La Guardia di finanza di Palermo ha colpito le infiltrazioni della mafia nell’economia cittadina con indagini che hanno portato all’esecuzione di sette misure cautelari e al sequestro di cinque società. L’inchiesta della Direzione distrettuale antimafia ha portato a due arresti in carcere e ad altrettanti ai domiciliari, mentre per altri tre indagati è scattato il divieto di esercitare attività imprenditoriali per un anno. Le accuse, a vario titolo, sono di concorso esterno in associazione mafiosa e intestazione fittizia di beni con l’aggravante di avere agito per favorire Cosa nostra.

A finire in carcere è stato l’imprenditore palermitano del settore dell’abbigliamento e dell’intimo Cesare Ciulla, proprietario della catena Hessian, accusato di rapporti con il boss di Pagliarelli Giuseppe Calvaruso.

Le indagini, condotte dal Gico delle fiamme gialle di Palermo, hanno riguardato le attività di due imprenditori: secondo gli investigatori i due, gestendo attraverso prestanome “un articolato reticolo societario”, avrebbero “agevolato e rafforzato” gli interessi economico-criminali del mandamento mafioso di Pagliarelli.

“Per quello che posso fare… a disposizione” – si legge nelle trascrizioni delle intercettazioni che hanno condotto all’operazione Sottoveste. A parlare così era Cesare Ciulla accusato di rapporti con il boss Calvaruso.

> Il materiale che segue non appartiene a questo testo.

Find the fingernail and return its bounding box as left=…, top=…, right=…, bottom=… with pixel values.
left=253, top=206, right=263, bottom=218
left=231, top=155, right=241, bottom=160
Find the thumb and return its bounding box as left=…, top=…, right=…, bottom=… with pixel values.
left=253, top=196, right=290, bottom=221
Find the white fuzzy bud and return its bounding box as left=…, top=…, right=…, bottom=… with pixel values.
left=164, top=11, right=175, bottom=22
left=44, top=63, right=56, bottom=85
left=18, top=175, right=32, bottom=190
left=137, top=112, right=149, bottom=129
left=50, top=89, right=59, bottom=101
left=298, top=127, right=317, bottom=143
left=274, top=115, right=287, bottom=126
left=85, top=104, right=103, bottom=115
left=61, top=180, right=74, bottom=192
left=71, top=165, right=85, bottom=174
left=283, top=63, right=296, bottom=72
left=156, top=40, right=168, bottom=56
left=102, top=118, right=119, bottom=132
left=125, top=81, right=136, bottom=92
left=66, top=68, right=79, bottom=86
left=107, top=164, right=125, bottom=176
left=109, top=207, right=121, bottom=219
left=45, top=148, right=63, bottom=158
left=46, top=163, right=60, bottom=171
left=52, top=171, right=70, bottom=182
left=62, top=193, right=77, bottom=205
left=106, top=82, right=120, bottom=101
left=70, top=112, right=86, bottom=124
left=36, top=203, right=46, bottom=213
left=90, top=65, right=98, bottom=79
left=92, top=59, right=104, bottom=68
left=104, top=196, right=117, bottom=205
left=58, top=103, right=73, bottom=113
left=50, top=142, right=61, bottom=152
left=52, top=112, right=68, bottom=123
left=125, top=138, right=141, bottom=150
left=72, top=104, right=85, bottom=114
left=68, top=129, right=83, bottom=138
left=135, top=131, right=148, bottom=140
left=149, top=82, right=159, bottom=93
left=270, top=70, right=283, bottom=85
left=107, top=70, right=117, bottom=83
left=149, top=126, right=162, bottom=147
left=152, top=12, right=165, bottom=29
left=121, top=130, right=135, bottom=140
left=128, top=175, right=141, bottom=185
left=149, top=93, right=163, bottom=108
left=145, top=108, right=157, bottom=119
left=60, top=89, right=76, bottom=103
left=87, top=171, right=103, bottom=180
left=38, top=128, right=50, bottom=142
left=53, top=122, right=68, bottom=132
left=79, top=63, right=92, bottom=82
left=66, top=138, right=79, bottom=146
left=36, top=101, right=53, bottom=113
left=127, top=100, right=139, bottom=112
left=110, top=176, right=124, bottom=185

L’imprenditore avrebbe aiutato il clan sollecitando la costituzione, appena uscito dal carcere, di un’impresa edile cui sarebbero stati affidati importanti lavori di ristrutturazione di numerosi punti vendita; procurando contatti con soggetti di rilievo del mondo imprenditoriale, assumendo i familiari del boss ed elargendo somme di denaro e altre forme di supporto economico durante il periodo di detenzione. “A disposizione”, diceva dunque l’imprenditore, e il boss, grato per quelle somme di denaro ricevute perché sotto pressione per le richieste dei familiari dei detenuti, rispondeva: “Grazie mi levi dai guai”.